2. iron sucrose (Venofer). Also a popular option, the typical dosing for Venofer is 100mg iv qdialysis x 10 doses. Both Venofer and Ferrlicit offer fairly rapid release of iron. Also, Venofer is FDA-approved for iron repletion in non-dialysis-dependent CKD patients whereas Ferrlicit is not.
3. iron dextran (Dexferrum, Imferon): this is not used much anymore because of a significantly higher risk of anaphylactic reactions than the more modern Ferrlicit and Venofer. Iron dextran was typically given as a smaller "test dose" prior to giving the full dose, as a precaution against anaphylaxis.
4. low-molecular weight iron dextran (CosmoFer, InFed): it is important to distinguish low-molecular weight dextran from high molecular weight dextran because its risk of adverse events is so much lower.

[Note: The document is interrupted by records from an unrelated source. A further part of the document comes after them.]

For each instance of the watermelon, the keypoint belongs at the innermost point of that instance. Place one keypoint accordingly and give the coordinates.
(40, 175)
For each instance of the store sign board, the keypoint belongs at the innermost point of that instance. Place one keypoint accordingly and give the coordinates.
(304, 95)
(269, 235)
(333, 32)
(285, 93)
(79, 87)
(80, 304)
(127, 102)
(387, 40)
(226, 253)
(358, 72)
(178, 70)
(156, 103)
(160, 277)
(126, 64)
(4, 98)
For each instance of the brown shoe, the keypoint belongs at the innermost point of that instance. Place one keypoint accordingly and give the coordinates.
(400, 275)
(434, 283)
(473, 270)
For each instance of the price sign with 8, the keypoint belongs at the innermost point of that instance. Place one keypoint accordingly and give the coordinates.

5. ferumoxytol (Feraheme): this is a newly-released formulation of "iron oxide nanoparticles." Sounds very space-age, doesn't it? The reported advantage is that it can be given in large bolus doses--thus making it preferable for the treatment of iron deficiency in CKD, where a patient would otherwise be required to make multiple trips to an infusion center to get their Venofer or Ferrlicit. Further assessments of safety and efficacy are still needed.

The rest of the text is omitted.